Why YouGov and ICM seem to produce different figures

Why YouGov and ICM seem to produce different figures

Methodology comparison YouGov ICM
Sampling Sample is restricted to members of its polling panel – those who have registered with the firm and on whom the firm has a mass of data. The firm polls by phone making randomised calls to residential phone numbers throughout Britain. Theoretically anybody with a land-line can take part in a survey.
Political weighting To ensure balanced samples this is done by party ID based on the firm’s own data. This can be controversial – in almost every survey “others” -SNP/PC/UKIP/BNP/GRN – has to be scaled down very sharply so that on occasions those identifying with one of those parties can be worth barely a third of the norm.
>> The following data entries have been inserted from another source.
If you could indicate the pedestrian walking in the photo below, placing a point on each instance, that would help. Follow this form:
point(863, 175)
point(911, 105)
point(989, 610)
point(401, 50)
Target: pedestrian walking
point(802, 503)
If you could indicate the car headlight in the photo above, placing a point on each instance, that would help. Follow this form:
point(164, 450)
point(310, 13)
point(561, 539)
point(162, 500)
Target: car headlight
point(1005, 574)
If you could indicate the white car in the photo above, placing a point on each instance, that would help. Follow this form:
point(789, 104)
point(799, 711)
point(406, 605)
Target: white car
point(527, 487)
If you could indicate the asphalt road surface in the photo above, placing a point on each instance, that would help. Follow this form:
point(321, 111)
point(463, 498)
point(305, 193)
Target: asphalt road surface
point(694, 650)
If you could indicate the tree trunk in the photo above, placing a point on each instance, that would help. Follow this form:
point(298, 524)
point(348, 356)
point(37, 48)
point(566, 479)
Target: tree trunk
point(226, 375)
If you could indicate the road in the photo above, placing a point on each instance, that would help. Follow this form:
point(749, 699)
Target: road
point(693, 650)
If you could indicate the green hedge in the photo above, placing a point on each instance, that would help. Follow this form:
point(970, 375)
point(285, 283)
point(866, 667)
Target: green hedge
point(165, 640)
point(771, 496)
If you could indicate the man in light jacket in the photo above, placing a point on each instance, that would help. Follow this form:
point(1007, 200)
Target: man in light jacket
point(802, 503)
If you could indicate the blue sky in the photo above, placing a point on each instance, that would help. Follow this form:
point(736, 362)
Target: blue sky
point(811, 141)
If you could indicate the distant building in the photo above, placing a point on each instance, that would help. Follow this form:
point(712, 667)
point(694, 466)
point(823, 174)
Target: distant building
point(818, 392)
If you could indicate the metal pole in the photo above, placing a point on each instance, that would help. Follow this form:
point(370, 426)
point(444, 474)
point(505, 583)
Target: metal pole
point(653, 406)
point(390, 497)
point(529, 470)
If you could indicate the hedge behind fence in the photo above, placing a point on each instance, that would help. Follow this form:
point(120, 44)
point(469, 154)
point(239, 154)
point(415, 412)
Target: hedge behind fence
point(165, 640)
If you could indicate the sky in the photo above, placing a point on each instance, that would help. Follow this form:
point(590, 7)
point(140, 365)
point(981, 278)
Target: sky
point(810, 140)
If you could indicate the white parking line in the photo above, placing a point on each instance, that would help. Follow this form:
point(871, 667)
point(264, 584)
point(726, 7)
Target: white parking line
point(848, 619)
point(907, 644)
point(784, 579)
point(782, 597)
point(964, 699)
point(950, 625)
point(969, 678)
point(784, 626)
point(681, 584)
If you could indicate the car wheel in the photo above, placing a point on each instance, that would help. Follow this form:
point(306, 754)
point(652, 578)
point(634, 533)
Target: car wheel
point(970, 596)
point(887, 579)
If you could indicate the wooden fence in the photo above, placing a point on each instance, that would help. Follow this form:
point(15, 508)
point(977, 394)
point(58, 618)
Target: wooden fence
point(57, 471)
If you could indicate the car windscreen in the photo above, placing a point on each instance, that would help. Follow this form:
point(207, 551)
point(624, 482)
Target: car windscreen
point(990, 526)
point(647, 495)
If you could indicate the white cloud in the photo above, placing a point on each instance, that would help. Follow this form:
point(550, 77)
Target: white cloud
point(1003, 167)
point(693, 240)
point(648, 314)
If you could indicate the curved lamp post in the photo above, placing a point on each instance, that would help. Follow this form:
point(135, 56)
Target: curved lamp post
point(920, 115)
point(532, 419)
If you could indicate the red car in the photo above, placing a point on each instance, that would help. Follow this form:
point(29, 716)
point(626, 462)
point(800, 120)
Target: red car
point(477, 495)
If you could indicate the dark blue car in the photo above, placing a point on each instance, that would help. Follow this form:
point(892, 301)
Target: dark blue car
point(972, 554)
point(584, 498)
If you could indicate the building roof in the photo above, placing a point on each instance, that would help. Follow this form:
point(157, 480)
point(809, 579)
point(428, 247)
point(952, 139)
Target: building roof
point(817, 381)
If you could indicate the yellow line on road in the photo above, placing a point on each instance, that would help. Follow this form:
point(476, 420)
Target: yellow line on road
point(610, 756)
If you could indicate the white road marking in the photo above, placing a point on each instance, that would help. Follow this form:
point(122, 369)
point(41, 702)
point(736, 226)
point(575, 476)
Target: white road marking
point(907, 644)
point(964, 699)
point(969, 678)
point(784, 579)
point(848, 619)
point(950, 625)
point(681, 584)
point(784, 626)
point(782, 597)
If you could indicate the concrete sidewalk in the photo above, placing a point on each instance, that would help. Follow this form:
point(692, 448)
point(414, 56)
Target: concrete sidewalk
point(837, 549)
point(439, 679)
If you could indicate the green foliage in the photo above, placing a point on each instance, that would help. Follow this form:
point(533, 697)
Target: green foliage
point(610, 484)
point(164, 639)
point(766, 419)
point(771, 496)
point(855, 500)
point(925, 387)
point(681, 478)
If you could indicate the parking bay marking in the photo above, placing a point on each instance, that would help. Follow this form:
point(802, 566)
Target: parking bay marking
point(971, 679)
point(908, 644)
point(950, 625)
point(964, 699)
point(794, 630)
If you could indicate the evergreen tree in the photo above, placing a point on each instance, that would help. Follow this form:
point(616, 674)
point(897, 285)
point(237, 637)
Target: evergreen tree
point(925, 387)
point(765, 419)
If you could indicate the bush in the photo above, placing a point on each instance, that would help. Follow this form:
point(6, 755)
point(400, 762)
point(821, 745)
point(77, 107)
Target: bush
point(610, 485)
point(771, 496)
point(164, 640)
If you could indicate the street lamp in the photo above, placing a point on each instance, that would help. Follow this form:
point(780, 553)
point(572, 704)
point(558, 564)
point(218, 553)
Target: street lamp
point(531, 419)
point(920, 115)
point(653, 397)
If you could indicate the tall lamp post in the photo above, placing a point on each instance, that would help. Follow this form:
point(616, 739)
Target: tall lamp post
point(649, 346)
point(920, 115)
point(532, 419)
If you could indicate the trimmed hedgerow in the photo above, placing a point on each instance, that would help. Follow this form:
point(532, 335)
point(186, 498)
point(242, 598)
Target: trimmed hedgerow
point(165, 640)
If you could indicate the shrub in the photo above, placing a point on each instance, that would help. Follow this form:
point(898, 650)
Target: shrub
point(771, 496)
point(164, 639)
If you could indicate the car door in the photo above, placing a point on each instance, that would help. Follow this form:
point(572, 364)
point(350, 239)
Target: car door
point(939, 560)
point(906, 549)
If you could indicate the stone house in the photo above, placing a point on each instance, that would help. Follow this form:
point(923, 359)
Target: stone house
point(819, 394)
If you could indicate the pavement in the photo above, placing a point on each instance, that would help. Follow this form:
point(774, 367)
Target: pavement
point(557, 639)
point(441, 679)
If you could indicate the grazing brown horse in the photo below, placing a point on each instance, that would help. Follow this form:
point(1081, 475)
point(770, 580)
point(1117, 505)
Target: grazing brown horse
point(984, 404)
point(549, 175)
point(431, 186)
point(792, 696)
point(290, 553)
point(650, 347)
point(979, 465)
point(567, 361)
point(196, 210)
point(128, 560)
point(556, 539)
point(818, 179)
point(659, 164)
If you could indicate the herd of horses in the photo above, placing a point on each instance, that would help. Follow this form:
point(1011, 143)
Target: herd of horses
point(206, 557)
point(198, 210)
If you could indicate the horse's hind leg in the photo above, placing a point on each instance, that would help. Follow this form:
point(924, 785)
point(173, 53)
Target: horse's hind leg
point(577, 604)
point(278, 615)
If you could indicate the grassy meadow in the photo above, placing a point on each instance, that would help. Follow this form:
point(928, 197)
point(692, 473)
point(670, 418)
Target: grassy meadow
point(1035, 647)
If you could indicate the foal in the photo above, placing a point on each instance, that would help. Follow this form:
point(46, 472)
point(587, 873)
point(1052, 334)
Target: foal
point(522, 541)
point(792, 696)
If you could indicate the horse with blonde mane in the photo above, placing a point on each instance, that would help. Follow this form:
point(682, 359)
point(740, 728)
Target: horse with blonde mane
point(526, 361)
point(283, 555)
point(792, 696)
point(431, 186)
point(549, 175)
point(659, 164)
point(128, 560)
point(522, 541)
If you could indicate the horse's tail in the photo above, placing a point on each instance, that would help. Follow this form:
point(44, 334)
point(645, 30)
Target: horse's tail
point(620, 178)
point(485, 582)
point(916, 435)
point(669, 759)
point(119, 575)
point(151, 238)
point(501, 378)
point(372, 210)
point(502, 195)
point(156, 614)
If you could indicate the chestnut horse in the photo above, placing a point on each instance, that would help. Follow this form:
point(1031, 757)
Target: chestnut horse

ICM was the pioneer of past vote weighting so that samples are weighted according to a formula linked to the May 2010 election result. There is a corrective calculation to deal with “false recall”.
Newspaper weighting Yes. The big challenge can be finding enough red-top readers to take part and on occasions those who do participate have their views trebled. No
Turnout weighting No. Because YouGov polls from its dedicated panel the level of “won’t votes” is much smaller than conventional polling and the firm does not routinely weight by turnout. Yes – by asking respondents to say on scale of 1-10 how certain it is that they would vote. Their “value” is then adjusted according to a formula.
Didn’t vote May 2010 No adjustment is made Their “value” in the polls is discounted by 50% because research shows non-voters from previous elections more likely to do the same again
The “will vote won’t says” No. This is the so-called “spiral of silence adjustment”. ICM allocates half of those who will vote but “don’t know” to the party they said they voted for last time. This increases the overall voter “pool” thus diluting the standard responses.

After the latest ICM poll I thought it might be useful setting out the main methodological differences with YouGov. For the reason why the two firms can produce very different snap-shots of opinion is down to the very different approaches of the firms.

They key differences are the last three in the table – ICM’s turnout weighting; the reduced value attached to those who didn’t vote at the last election and the firm’s so called “spiral of silence adjustment.